Wayland, My Rival to Lover
It turns out Wayland is the display server protocol used by Archlinux these days replacing their old X11. Whatever. It has problems, and I don't like it. Across all browsers, CSS animations fail to render on Wayland, at least paired with my nvidia graphics. To be fair, its a laptop graphics card. I tried to switch to X11 at one point but failed spectacularly, then realized this made no sense. I ended up modifying some nvidia conf files with the help of a robot until it worked. Which change made it work? I'm not even sure after all that late night thrashing (but I think it was actually messing with files that forced Wayland to stick to the nvidia graphics instead of the intel graphics, even though my BIOS was already on dedicated rather than hybrid graphics but whatever the suffering is over.)
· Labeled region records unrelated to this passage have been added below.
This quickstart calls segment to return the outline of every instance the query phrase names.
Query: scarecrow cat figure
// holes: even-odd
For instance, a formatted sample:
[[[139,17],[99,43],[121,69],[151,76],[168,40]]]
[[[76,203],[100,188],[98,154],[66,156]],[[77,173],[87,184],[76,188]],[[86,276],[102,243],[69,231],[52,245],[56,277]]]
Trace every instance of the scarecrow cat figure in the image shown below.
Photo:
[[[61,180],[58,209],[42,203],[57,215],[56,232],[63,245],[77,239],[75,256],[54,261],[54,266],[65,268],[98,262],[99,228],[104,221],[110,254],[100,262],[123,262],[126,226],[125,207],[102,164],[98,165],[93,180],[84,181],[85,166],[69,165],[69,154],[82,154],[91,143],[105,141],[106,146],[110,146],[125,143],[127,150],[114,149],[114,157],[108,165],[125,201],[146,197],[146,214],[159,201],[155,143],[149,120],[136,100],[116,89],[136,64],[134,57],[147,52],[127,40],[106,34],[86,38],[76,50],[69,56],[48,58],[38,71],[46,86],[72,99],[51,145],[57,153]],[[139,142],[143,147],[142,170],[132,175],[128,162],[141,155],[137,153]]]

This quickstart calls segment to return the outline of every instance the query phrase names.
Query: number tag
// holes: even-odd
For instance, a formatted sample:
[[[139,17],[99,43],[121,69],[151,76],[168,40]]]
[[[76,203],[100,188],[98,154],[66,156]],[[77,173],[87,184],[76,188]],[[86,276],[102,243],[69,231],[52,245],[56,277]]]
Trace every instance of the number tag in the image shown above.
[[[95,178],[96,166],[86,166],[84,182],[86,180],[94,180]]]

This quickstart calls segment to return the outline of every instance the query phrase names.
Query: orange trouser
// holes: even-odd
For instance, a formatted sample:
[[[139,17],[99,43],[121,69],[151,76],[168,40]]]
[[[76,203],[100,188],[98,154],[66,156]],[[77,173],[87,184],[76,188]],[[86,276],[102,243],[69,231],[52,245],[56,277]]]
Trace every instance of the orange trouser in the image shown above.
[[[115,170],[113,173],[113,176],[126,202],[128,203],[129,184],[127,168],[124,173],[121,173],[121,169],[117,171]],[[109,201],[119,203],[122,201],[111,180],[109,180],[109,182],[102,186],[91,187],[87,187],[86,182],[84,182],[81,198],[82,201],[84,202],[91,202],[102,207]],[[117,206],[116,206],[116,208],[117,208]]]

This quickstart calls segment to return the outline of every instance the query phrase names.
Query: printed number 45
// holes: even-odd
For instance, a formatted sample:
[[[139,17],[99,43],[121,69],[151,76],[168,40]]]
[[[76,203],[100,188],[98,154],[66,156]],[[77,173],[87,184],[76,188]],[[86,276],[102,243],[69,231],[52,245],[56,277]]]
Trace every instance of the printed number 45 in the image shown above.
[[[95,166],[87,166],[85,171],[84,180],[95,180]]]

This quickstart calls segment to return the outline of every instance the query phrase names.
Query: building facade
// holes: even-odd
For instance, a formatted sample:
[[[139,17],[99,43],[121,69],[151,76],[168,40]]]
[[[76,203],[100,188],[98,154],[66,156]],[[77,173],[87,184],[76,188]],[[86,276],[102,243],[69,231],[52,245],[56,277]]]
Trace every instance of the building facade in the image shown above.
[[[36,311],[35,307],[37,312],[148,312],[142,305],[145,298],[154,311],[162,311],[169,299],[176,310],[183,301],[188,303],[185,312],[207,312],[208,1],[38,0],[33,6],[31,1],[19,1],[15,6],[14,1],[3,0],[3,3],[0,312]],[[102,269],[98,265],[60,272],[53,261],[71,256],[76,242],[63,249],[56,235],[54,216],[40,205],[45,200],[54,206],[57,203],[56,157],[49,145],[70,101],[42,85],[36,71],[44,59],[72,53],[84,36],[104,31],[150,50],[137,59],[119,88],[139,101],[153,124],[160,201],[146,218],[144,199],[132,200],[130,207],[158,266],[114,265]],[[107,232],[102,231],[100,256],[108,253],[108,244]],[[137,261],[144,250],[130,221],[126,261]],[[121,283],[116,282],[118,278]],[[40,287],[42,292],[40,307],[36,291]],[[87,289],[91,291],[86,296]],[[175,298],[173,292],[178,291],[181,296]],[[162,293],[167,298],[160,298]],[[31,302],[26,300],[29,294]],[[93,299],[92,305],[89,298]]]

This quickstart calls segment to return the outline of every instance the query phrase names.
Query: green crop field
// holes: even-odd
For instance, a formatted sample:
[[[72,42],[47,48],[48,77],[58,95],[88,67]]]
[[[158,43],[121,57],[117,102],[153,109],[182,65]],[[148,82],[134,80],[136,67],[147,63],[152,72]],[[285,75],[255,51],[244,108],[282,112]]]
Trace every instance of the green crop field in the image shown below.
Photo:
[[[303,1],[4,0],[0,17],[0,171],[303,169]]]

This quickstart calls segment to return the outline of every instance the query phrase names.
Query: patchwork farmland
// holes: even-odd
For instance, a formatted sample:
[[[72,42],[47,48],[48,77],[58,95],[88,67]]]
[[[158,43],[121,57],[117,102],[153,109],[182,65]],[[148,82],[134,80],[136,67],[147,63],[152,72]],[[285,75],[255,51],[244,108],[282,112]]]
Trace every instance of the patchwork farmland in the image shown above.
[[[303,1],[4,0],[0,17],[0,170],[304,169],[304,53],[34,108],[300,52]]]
Once I cleared whatever my graphics issue was, and finished personalizing my desktop, everything felt smooth even with 30+ GiB RAM usage, much better than Windows performed. I came to appreciate Wayland after the initial struggle.
Should You Abandon Windows?
Yes, but no. But actually yes. But really no don't.
First of all, you absolutely must get comfortable in Linux terminals. This is something software engineers have to do anyway, but most people have no incentive to tackle this hostile learning curve. It also helps to understand computers more deeply to intuit what is going on when things don't work.
Then you have to deal with compatibility issues and mourn the loss of Windows-only software. I was not ready to deal with that for a long time, certainly not in the 2010's when I played far more Windows-exclusive games.
I think Linux is still not accessible to the bulk of potential users going into 2026. That's a bummer because I hate Microsoft and I hate Apple. But nobody has been able to clear the hurdle of making a truly accessible installation and experience for an open source operating system. To be fair, it is not for lack of effort. I see massive effort has been taken to make Archlinux gradually more accessible over the years, and it is much different than it was back when it was known for being impossible to install. It is not an easy task and I have no desire to touch operating system development with a twenty foot pole.
You should abandon Windows. But you probably can't.